In the past, with China's extraordinary economic growth, some man-made pollution problems appeared in the face of the nation. For example, some private chemical enterprises which only pursued profits did not care about environmental protection and caused some environmental pollution incidents that aroused social concern.
The Chinese Government is alert to this issue and over the past five years has devoted significant energy and resource to ecological conservation. The nation has become more purposeful and active in pursuing green development and there has been a clear shift away from the tendency to neglect ecological and environmental protection. Whilst more needs to be done to resolve China’s water pollution problem, efforts to conserve resources have seen some encouraging progress, for example: the intensity of energy and resource consumption has reduced; major ecological conservation and restoration projects mean forest coverage has increased; and ecological and environmental governance has been significantly strengthened. China has become an important participant and contributor in the global endeavour for ‘ecological civilization’ that ensures harmony between humans and nature.
Case study by Mr Xiaoxuan (Sherwin) Li, FIA
Environmental risk analysis is a frontier topic in the field of green finance, which is also the core issue of the G20 Green Finance Study Group (GFSG). The quantitative analysis of environmental risk and its pricing strategy are very important problems in the process of building an effective and sustainable green financial system.
The China Society for Finance and Banking is a member of the G20 Green Finance Study Group and it is promoting a ‘greening’ of the financial system by financing for sustainable growth and development. The Insurance Society of China is also focusing on the promotion of sustainable development and green insurance. At the beginning of 2017, these two organisations came together to undertake a quantitative analysis of environmental risk for the finance and insurance industry in China. In the project, the quantitative analysis of environmental risk for the insurance industry was led by the appointed actuary of China Re, Mr.Xiaoxuan (Sherwin) Li, FIA, and his actuarial team.

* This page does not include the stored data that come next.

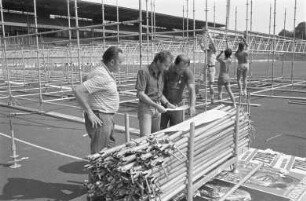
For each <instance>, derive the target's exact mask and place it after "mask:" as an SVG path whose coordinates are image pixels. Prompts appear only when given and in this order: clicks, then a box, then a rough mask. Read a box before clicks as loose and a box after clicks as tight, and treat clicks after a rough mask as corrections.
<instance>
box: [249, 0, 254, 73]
mask: <svg viewBox="0 0 306 201" xmlns="http://www.w3.org/2000/svg"><path fill="white" fill-rule="evenodd" d="M252 30H253V0H251V14H250V31H251V32H252ZM251 45H252V41H251ZM251 45H250V49H249V52H250V60H249V69H250V76H251V79H252V75H253V74H252V62H253V51H252V48H251Z"/></svg>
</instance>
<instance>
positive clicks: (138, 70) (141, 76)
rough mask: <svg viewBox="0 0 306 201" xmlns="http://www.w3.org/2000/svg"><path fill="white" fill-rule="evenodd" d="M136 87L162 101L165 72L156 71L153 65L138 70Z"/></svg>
mask: <svg viewBox="0 0 306 201" xmlns="http://www.w3.org/2000/svg"><path fill="white" fill-rule="evenodd" d="M135 88H136V89H137V91H144V92H145V94H146V95H147V96H149V97H150V98H151V100H153V101H156V102H157V101H160V98H161V96H162V92H163V88H164V80H163V73H162V72H159V73H155V72H154V71H153V69H152V66H151V65H149V66H145V67H144V68H143V69H140V70H138V73H137V80H136V86H135Z"/></svg>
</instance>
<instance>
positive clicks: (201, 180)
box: [86, 105, 252, 201]
mask: <svg viewBox="0 0 306 201" xmlns="http://www.w3.org/2000/svg"><path fill="white" fill-rule="evenodd" d="M215 114H217V115H215ZM237 119H239V121H236V120H237ZM191 122H193V123H191ZM191 125H195V127H192V126H191ZM251 132H252V126H251V124H250V120H249V115H248V114H247V113H246V112H244V110H243V109H242V108H239V107H238V108H233V107H231V106H224V105H221V106H218V107H216V108H214V109H212V110H209V111H207V112H205V113H201V114H198V115H196V116H195V117H193V118H191V119H189V120H187V121H184V122H182V123H181V124H178V125H175V126H173V127H170V128H168V129H165V130H162V131H159V132H157V133H154V134H152V135H149V136H145V137H142V138H139V139H136V140H133V141H131V142H128V143H126V144H124V145H120V146H117V147H114V148H110V149H105V150H102V151H101V152H100V153H97V154H94V155H90V156H89V159H90V163H89V164H87V165H86V168H87V169H88V170H89V172H90V174H91V179H90V181H89V182H88V183H86V187H87V189H88V196H89V197H101V198H102V200H162V201H164V200H165V201H166V200H173V199H174V200H177V199H178V197H177V196H178V195H185V196H186V194H187V190H188V193H190V192H192V193H194V192H196V191H197V190H198V189H199V188H200V187H201V186H202V185H203V184H205V183H206V182H208V181H209V180H211V179H212V178H213V177H214V176H216V175H217V174H218V173H220V172H221V171H223V170H225V169H228V168H229V167H232V166H233V165H234V164H235V163H236V162H237V158H238V156H237V155H238V153H239V152H240V150H241V149H244V148H245V147H247V145H248V143H249V136H250V133H251ZM191 136H192V137H191ZM191 146H192V149H191ZM191 161H192V165H191ZM188 182H189V185H188ZM190 189H191V190H190Z"/></svg>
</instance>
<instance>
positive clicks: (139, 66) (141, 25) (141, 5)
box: [139, 0, 142, 69]
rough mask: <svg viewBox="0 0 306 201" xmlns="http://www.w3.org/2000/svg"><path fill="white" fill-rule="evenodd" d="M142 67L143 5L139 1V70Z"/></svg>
mask: <svg viewBox="0 0 306 201" xmlns="http://www.w3.org/2000/svg"><path fill="white" fill-rule="evenodd" d="M141 66H142V5H141V0H139V69H140V68H141Z"/></svg>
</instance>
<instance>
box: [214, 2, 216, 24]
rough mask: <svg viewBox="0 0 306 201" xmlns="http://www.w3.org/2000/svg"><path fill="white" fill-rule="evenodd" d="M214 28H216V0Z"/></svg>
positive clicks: (214, 3)
mask: <svg viewBox="0 0 306 201" xmlns="http://www.w3.org/2000/svg"><path fill="white" fill-rule="evenodd" d="M214 28H216V1H214Z"/></svg>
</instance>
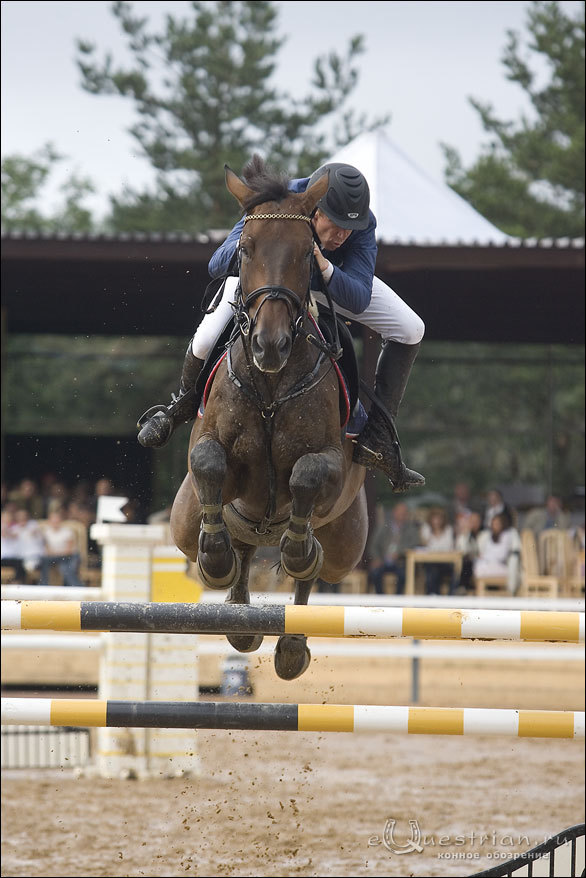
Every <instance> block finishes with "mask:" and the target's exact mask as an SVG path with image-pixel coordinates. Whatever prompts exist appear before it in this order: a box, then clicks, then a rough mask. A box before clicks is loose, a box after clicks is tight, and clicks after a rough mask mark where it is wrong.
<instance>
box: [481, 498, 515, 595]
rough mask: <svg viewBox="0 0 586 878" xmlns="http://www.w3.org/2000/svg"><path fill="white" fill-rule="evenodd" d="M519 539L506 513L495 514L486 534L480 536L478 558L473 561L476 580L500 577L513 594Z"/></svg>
mask: <svg viewBox="0 0 586 878" xmlns="http://www.w3.org/2000/svg"><path fill="white" fill-rule="evenodd" d="M519 551H520V539H519V534H518V532H517V530H516V528H514V527H513V525H512V521H511V518H510V516H509V514H508V513H507V512H501V513H497V514H496V515H495V516H494V517H493V519H492V521H491V523H490V529H489V532H488V533H483V534H481V537H480V539H479V551H478V557H477V558H476V560H475V561H474V576H475V578H476V579H483V578H486V577H493V576H502V577H505V578H506V579H507V582H508V585H509V589H510V590H511V591H512V592H514V591H515V589H516V585H517V581H516V580H517V577H518V570H519Z"/></svg>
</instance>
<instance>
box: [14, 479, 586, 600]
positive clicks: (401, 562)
mask: <svg viewBox="0 0 586 878" xmlns="http://www.w3.org/2000/svg"><path fill="white" fill-rule="evenodd" d="M118 494H119V492H118V491H117V490H116V487H115V485H114V484H113V482H112V480H111V479H109V478H101V479H98V481H96V482H95V483H94V484H91V483H89V482H85V481H80V482H78V483H77V484H76V485H74V486H73V487H69V486H67V485H66V484H65V483H64V482H62V481H60V480H59V479H58V478H57V477H56V476H54V475H53V474H47V475H46V476H44V477H43V478H42V479H41V480H40V482H38V483H37V482H36V481H35V480H33V479H30V478H25V479H22V480H21V481H20V482H19V483H18V484H17V485H15V486H13V487H8V486H6V485H4V484H3V485H2V567H3V568H4V567H10V568H12V569H13V570H14V576H15V581H17V582H39V583H42V584H47V583H48V582H49V577H50V574H51V570H52V568H54V567H57V568H58V570H59V573H60V576H61V578H62V580H63V582H64V584H65V585H81V584H82V583H81V582H80V578H79V569H80V560H81V559H80V552H79V536H78V534H76V533H75V529H74V527H73V524H74V523H75V522H79V523H80V524H81V525H83V527H84V529H85V532H84V533H85V539H86V540H87V543H88V548H89V558H90V559H91V561H90V563H93V564H94V565H96V566H98V567H99V564H100V554H99V547H98V546H96V545H95V544H93V543H92V540H91V537H90V526H91V524H92V523H93V522H95V521H96V517H97V510H98V504H99V500H100V497H104V496H118ZM433 499H434V505H432V506H430V505H424V501H425V496H421V495H419V496H417V495H416V492H413V494H412V496H411V495H409V496H407V497H406V498H405V499H401V500H399V501H398V502H396V503H395V504H394V505H393V506H391V507H388V508H386V507H383V506H379V507H377V510H376V522H375V524H374V526H373V527H371V533H370V538H369V541H368V544H367V547H366V552H365V559H366V564H367V581H368V588H369V590H374V591H375V592H376V593H378V594H382V593H383V592H384V591H385V582H386V581H387V580H386V577H387V575H388V574H392V575H393V578H394V591H396V592H397V593H399V594H401V593H403V592H404V589H405V575H406V563H405V562H406V553H407V551H408V550H409V549H418V550H421V551H429V552H436V553H437V552H451V551H456V552H458V553H460V555H461V558H462V566H461V572H460V573H459V575H458V577H457V578H456V575H455V570H456V568H455V567H454V565H453V564H451V563H446V562H443V561H438V562H437V563H426V564H425V565H424V573H425V589H426V592H427V593H428V594H437V593H439V592H440V590H443V591H444V592H447V593H449V594H454V593H465V592H467V591H470V590H472V588H473V586H474V580H475V577H480V576H489V577H490V576H500V575H503V576H504V575H506V574H507V570H508V565H509V560H510V558H511V556H512V555H514V554H515V553H516V554H518V553H519V546H520V539H519V532H520V530H521V528H526V529H529V530H531V531H532V532H533V533H534V534H535V535H536V536H537V535H538V534H539V533H541V532H542V531H544V530H547V529H550V528H557V529H561V530H566V531H568V532H569V533H570V534H571V535H572V539H573V540H574V541H575V543H576V546H577V548H578V549H584V511H583V505H582V506H581V508H580V509H579V510H577V511H576V510H573V511H570V510H569V509H568V508H566V506H565V505H564V502H563V501H562V498H560V497H558V496H556V495H554V494H551V495H550V496H548V497H547V498H546V500H545V502H544V503H542V504H540V505H538V506H536V507H534V508H531V509H520V508H517V509H515V508H511V506H510V505H509V504H508V503H507V502H506V501H505V498H504V496H503V493H501V492H500V491H498V490H496V489H491V490H489V491H487V492H486V494H485V495H484V496H483V497H481V498H480V499H478V500H477V499H474V498H472V497H471V494H470V489H469V487H468V485H466V484H465V483H459V484H457V485H456V486H455V487H454V491H453V496H452V498H451V499H450V500H449V501H446V502H444V503H443V504H440V503H439V502H437V500H438V498H433ZM123 512H124V515H125V516H126V520H127V521H129V522H133V523H144V522H145V521H149V522H154V521H160V520H163V519H168V515H169V510H168V509H167V510H163V512H162V513H159V512H155V513H153V514H152V515H149V516H148V517H146V515H145V513H144V511H143V510H141V508H140V506H139V504H138V503H137V502H136V501H135V500H130V501H128V502H127V503H126V505H125V506H124V507H123Z"/></svg>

The project’s initial findings are that the externality of environmental risk is being borne by society, rather than the industries which cause and reap the financial rewards from behaviours that increase environmental risk. In other words the companies that are causing environmental pollution though their businesses practices are profiting because they do not have to internalise these costs themselves – instead the Chinese Government is having to raise revenue to clean up the environment in China.

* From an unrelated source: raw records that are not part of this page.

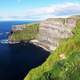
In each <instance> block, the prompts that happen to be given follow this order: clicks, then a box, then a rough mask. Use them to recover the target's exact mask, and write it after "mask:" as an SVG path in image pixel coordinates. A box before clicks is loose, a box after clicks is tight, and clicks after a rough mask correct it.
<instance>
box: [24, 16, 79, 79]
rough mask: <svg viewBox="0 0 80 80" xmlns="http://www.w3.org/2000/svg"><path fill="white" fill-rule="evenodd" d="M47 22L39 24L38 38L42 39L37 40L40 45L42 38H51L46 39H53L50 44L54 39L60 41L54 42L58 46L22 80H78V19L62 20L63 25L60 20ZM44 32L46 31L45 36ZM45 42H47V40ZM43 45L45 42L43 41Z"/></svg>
mask: <svg viewBox="0 0 80 80" xmlns="http://www.w3.org/2000/svg"><path fill="white" fill-rule="evenodd" d="M50 20H51V21H50ZM48 21H49V22H48ZM48 21H44V22H42V23H41V24H40V26H41V29H42V30H40V31H39V36H40V38H41V37H42V36H41V35H44V36H43V39H40V38H38V40H42V42H41V43H43V41H44V37H47V36H52V37H51V38H49V37H48V38H49V39H53V40H52V42H51V43H53V42H54V40H55V38H56V39H58V38H60V39H62V40H61V41H60V42H59V43H58V42H56V43H58V44H59V46H58V47H57V48H56V50H55V51H52V52H51V53H52V54H51V55H50V56H49V57H48V59H47V60H46V61H45V62H44V63H43V64H42V65H41V66H39V67H37V68H35V69H32V70H31V71H30V72H29V73H28V75H27V76H26V77H25V78H24V80H80V18H79V17H78V16H71V17H70V18H67V19H66V20H63V21H64V22H63V23H62V21H61V20H60V21H61V22H59V21H56V20H55V19H48ZM53 21H54V23H53ZM46 23H47V24H48V27H47V25H46ZM49 24H50V25H51V27H49ZM45 25H46V26H45ZM56 25H57V26H56ZM44 28H45V29H44ZM45 30H47V32H46V34H45ZM50 30H52V32H51V31H50ZM55 30H57V31H55ZM41 31H43V33H44V34H43V33H42V32H41ZM49 31H50V32H49ZM47 33H48V34H47ZM51 33H52V34H51ZM53 37H55V38H53ZM66 38H68V39H66ZM47 41H48V42H49V40H47ZM44 43H46V42H45V41H44ZM51 45H52V46H54V45H53V44H51Z"/></svg>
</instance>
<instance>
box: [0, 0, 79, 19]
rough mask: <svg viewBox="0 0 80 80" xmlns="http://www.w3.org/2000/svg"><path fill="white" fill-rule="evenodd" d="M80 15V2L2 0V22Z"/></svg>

In the project, actuaries involved are using actuarial methodologies and catastrophe modelling methodologies to evaluate environmental risk. The ultimate aim is that this will lead to businesses having to internalise the cost of any environmental pollution caused by their operations. The models used by actuaries means they are able to measure an entity’s environmental risk and place a cost on that risk, depending on the potential probabilities and severities of environmental risk caused by the entity. This cost would then be recouped from entities via an insurance premium based on its behaviour related to taking environmental risk. This mechanism ensures that the costs of environmental pollution fall on the entity causing / benefitting from the pollution, rather than the society.
In June 2017, the Ministry of Environmental Protection of China and China Insurance Regulatory Commission released the exposure draft of the administrative measures for compulsory liability insurance of environmental pollution. With this mechanism, China hopes that its society and economy will continue on the path towards healthy and sustainable development.